Her brother, Frank Hill, at one time a resident of Warren Lane between Gorleston and Hopton, was the subject of a column nearly a decade ago because he was a daredevil pilot who first came to my attention before the war when my mother called me urgently into our Gorleston garden to see a light aircraft flying past, towing a banner exhorting folk to “Eat Bile Beans”.

It transpired that the pilot was Frank Hill; Bile Beans were a popular health product through most of the 20th century.

That feature led to me being furnished with details about his adventurous career which included flying under a Thames bridge, participating in the Spanish civil war and a conflict in cruelly-cold Finland which was battling mighty Russia in 1941 with the help of mercenaries, being jailed there after he was found trying to escape by boat, and wanting to get to China to volunteer his services but being assured it was an impossibility.

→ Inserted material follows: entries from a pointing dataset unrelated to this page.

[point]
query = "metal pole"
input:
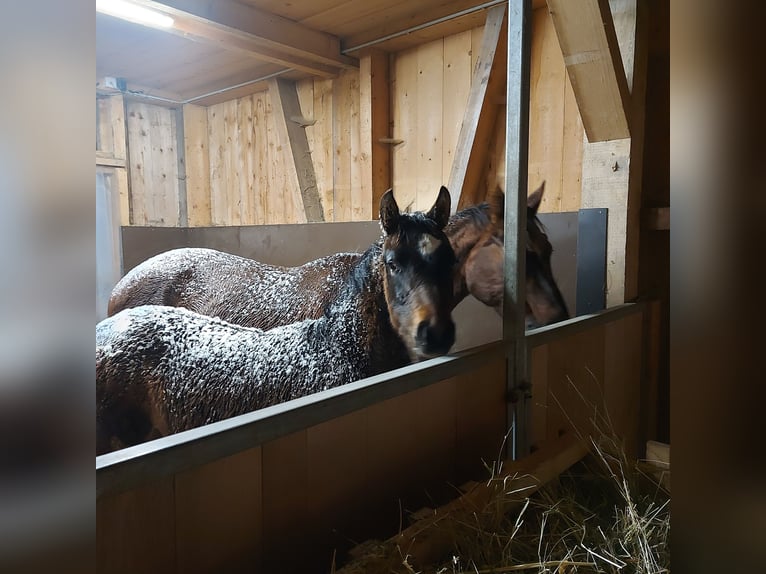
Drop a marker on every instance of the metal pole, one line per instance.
(516, 160)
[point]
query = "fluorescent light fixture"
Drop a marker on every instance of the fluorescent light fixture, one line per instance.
(127, 10)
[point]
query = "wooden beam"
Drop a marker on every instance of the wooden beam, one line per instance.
(197, 165)
(481, 111)
(249, 30)
(591, 52)
(611, 170)
(284, 101)
(107, 159)
(655, 219)
(374, 112)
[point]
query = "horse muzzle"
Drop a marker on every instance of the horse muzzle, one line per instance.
(435, 338)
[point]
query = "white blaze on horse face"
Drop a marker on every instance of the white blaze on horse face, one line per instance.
(428, 244)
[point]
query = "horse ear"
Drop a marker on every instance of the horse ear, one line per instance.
(534, 199)
(440, 210)
(389, 212)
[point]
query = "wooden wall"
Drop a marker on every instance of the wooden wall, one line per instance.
(283, 506)
(430, 86)
(358, 476)
(596, 375)
(232, 167)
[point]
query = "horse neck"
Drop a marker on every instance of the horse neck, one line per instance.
(465, 230)
(359, 319)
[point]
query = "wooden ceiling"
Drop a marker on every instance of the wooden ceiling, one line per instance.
(219, 44)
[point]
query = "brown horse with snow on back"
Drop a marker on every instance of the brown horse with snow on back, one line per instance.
(254, 294)
(162, 370)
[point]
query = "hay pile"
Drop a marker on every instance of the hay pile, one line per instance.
(606, 514)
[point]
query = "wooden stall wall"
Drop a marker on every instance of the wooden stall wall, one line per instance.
(430, 88)
(229, 164)
(283, 506)
(429, 92)
(153, 165)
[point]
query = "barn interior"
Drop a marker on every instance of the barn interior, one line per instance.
(271, 129)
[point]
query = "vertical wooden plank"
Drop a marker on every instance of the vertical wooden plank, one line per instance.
(457, 85)
(261, 159)
(430, 85)
(480, 419)
(622, 381)
(162, 185)
(323, 154)
(401, 437)
(275, 201)
(104, 130)
(605, 176)
(571, 161)
(305, 92)
(217, 175)
(374, 105)
(121, 175)
(219, 522)
(197, 165)
(140, 157)
(337, 471)
(652, 336)
(575, 382)
(496, 169)
(296, 153)
(360, 202)
(546, 114)
(478, 127)
(405, 155)
(476, 38)
(231, 162)
(135, 530)
(116, 116)
(285, 489)
(616, 165)
(346, 86)
(180, 145)
(539, 404)
(245, 124)
(632, 29)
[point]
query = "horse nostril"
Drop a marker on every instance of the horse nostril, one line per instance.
(423, 331)
(436, 338)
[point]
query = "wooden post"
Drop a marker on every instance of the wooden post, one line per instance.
(374, 112)
(284, 100)
(516, 162)
(197, 165)
(611, 170)
(481, 112)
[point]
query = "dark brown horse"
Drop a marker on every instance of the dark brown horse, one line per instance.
(161, 370)
(483, 268)
(254, 294)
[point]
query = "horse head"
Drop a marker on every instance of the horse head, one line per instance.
(485, 265)
(417, 264)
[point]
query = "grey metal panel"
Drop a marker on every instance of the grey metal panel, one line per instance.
(591, 257)
(561, 229)
(141, 243)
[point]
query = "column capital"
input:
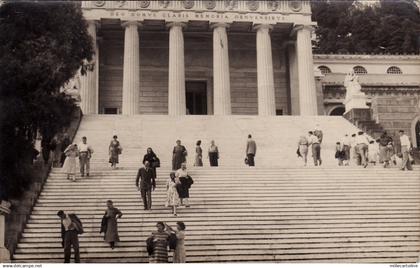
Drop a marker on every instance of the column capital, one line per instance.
(219, 24)
(171, 24)
(131, 22)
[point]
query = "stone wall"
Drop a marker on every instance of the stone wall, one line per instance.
(154, 57)
(397, 112)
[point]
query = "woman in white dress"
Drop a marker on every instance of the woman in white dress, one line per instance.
(172, 197)
(179, 253)
(69, 166)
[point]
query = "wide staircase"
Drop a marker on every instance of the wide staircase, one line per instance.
(278, 211)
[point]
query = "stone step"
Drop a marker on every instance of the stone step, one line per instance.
(278, 211)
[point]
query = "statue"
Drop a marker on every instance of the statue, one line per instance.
(351, 83)
(355, 98)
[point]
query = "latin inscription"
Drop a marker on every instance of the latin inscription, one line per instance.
(270, 18)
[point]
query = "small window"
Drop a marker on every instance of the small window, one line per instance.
(394, 70)
(359, 70)
(324, 70)
(110, 110)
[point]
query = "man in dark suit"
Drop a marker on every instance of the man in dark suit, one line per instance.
(146, 177)
(71, 227)
(251, 150)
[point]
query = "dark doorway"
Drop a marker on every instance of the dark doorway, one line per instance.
(196, 92)
(339, 111)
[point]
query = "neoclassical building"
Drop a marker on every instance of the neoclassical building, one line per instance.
(200, 57)
(233, 57)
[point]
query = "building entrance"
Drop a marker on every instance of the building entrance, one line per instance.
(196, 97)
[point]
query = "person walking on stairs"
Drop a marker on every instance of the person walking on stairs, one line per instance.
(160, 243)
(251, 150)
(384, 151)
(184, 184)
(346, 144)
(373, 151)
(145, 183)
(85, 153)
(111, 215)
(115, 150)
(405, 151)
(153, 160)
(362, 147)
(213, 155)
(316, 148)
(198, 155)
(303, 149)
(318, 133)
(70, 163)
(179, 253)
(179, 155)
(172, 197)
(71, 227)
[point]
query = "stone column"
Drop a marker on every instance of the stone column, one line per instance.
(307, 91)
(293, 78)
(131, 74)
(265, 76)
(176, 81)
(221, 74)
(4, 252)
(89, 85)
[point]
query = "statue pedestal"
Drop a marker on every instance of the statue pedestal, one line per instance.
(4, 253)
(357, 101)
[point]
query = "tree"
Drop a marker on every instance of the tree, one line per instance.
(42, 46)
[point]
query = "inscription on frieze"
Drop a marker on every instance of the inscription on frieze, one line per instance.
(188, 4)
(164, 4)
(143, 4)
(99, 3)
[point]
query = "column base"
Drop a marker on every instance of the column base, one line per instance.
(4, 255)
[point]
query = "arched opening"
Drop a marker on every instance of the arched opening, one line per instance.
(337, 111)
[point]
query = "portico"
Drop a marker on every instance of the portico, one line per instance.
(240, 50)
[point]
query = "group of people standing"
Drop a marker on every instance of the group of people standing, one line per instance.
(84, 152)
(157, 244)
(367, 151)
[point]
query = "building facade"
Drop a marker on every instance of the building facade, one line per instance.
(232, 57)
(200, 57)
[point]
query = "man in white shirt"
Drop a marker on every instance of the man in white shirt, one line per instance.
(405, 150)
(85, 153)
(316, 148)
(346, 143)
(362, 146)
(71, 227)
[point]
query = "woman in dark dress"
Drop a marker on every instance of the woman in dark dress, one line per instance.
(178, 155)
(114, 151)
(111, 214)
(213, 154)
(151, 157)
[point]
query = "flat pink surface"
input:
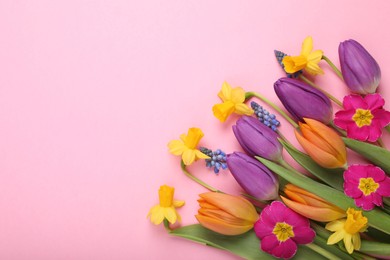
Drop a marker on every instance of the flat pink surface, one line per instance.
(92, 91)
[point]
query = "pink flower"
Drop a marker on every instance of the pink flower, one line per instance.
(363, 118)
(366, 184)
(280, 230)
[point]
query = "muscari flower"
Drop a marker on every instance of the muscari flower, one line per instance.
(186, 146)
(307, 60)
(360, 71)
(348, 230)
(280, 230)
(233, 102)
(264, 116)
(366, 184)
(363, 118)
(166, 208)
(322, 144)
(301, 100)
(309, 205)
(217, 159)
(226, 214)
(257, 139)
(256, 179)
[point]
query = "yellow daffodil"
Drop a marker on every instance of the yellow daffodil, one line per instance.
(233, 102)
(186, 146)
(166, 208)
(307, 61)
(348, 229)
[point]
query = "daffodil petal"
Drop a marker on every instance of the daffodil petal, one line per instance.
(188, 157)
(307, 46)
(243, 109)
(176, 147)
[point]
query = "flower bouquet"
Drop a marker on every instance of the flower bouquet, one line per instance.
(335, 210)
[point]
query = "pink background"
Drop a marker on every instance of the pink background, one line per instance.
(92, 91)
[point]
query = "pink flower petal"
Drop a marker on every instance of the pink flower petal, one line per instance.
(354, 132)
(354, 102)
(286, 249)
(303, 235)
(374, 101)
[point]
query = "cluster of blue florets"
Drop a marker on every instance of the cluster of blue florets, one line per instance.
(279, 56)
(264, 116)
(217, 159)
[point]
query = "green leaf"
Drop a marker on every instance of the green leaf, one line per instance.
(246, 245)
(376, 218)
(332, 177)
(377, 155)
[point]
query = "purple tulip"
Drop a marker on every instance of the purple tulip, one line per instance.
(257, 139)
(360, 70)
(256, 179)
(303, 101)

Mrs Ebbage, now aged 94, says in her latest letter: “He had been a flying ace in the first world war after which he went to work for De Havilland Aircraft but unfortunately lost a leg owing to an accident.”

However, 82-year-old Ernie Ives, of El Alamein Way, Bradwell, suggests that Helen Hill’s family might have run a bakery in Beach Road, Gorleston, near NAAFI (forces catering) premises, and possibly a double-fronted outlet in the parade of shops, cafes and ice-cream parlours on the Lower Promenade more or less opposite the yacht pond.

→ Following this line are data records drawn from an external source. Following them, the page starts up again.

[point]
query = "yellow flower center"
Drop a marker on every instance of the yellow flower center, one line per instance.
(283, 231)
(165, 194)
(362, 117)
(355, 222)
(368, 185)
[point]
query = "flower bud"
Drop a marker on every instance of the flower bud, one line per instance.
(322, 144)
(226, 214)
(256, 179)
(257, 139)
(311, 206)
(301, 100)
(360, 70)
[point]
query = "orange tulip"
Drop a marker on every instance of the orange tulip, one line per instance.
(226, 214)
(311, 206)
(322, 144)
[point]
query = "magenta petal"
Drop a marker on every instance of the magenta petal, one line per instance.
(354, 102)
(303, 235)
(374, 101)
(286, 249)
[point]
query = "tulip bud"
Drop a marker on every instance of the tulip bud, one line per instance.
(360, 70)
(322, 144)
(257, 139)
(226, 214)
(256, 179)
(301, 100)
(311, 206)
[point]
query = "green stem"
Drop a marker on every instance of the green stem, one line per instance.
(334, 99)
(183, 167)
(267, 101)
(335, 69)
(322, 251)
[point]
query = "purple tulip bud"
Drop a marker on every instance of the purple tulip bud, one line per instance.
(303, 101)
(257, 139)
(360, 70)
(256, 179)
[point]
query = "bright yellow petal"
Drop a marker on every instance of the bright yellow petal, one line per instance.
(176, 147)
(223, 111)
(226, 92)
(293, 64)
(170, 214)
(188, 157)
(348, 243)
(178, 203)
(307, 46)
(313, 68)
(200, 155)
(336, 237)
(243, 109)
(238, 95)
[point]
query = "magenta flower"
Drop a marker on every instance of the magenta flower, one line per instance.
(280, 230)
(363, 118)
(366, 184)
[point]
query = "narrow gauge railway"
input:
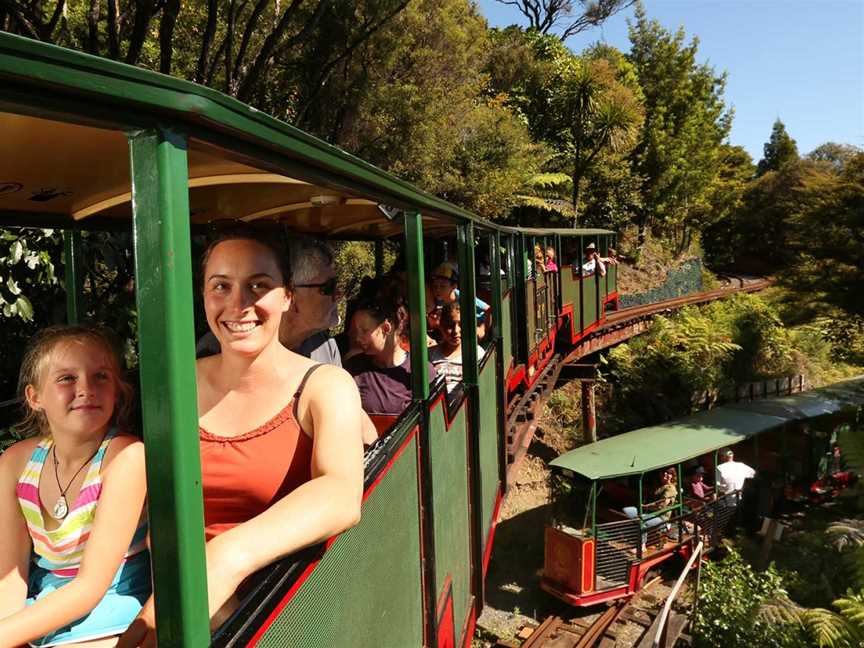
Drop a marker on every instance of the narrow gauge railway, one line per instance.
(90, 144)
(596, 552)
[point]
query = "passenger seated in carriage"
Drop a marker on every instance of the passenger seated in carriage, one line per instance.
(446, 356)
(593, 261)
(281, 467)
(665, 496)
(444, 283)
(304, 328)
(382, 371)
(698, 488)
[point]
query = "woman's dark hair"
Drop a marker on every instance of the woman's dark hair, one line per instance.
(273, 240)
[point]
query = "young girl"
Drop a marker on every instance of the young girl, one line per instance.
(74, 565)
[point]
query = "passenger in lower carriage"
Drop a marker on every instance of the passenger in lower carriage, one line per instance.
(446, 356)
(74, 564)
(304, 328)
(383, 371)
(698, 488)
(282, 467)
(550, 266)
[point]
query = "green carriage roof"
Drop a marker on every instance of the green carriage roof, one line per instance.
(655, 447)
(60, 106)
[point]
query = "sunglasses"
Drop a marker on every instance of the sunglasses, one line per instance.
(326, 288)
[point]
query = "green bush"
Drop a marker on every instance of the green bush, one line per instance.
(738, 608)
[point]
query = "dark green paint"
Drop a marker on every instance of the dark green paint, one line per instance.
(74, 279)
(163, 275)
(417, 304)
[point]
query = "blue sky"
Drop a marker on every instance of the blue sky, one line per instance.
(799, 60)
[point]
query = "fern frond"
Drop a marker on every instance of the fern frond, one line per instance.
(829, 630)
(846, 533)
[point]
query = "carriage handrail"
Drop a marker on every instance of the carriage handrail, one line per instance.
(660, 635)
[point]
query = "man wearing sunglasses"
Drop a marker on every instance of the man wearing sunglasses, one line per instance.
(304, 328)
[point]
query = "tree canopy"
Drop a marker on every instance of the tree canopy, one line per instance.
(779, 150)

If the Hill family was in the holiday and catering business, it is possible it had a those places in Gorleston.

Now, back to Mrs Ebbage, commenting on my recent photograph of members of the undertaking Jary family enjoying high jinks on Scroby Sands 80 years ago. Her mother-in-law was a Jary, a cousin to Leonard, and she reckons “nearly every one of them” belonged to the local operatic and dramatic society.

“Kitty Jary once told me that the family were friends of Elsie and Doris Waters,” she writes. The two Cockney-style entertainers launched their career at Gorleston Pavilion prewar and became wartime favourites on radio as Cockney housewives Gert and Daisy; their brother was Jack Warner, another national treasure famous on radio and in the music hall but whose legacy is television’s PC George Dixon of Dock Green.

Mrs Ebbage thinks the Waters-Jary connection was a business one.

I leave it to the ever-reliable Caister-based local historian and author Colin Took to write the postscript to today’s column that neatly links everything. For in his 2007 book That’s Entertainment – Theatres and Cinemas of Great Yarmouth and Gorleston, he writes: “Variety continued at the [Gorleston] Pavilion, Elsie and Doris Waters – Gert and Daisy, as they were later known in their BBC radio shows – making their stage debut there in 1924. From 1928 until 1937 the Gorleston Gossips Concert Party, featuring local girl Helen Hill, provided the seasonal entertainment.

“Helen Hill, whose family ran a small restaurant close to the Pavilion, was a soprano who was later to make her name on BBC Radio.

Her first stage appearance had been at the Town Hall at the age of seven, and during a career of almost 50 years she made over 500 radio broadcasts and featured in two films as well as many stage appearances. Helen Hill married Frank Wilcock, the pianist with the Gossips, in 1928.”

When the Helen Hill question was raised here in January, I wrote that although she usually broadcast in more serious programmes, she occasionally stood in as the featured singer in the highly popular and long-running comedy series Much Minding in the Marsh, which was written by and starred Richard Murdoch and Kenneth Horne.

The only other information I can glean is that in July 1991 a singer named Helen Hill was a soloist in a concert by the Mansfield Choral Society in its home town.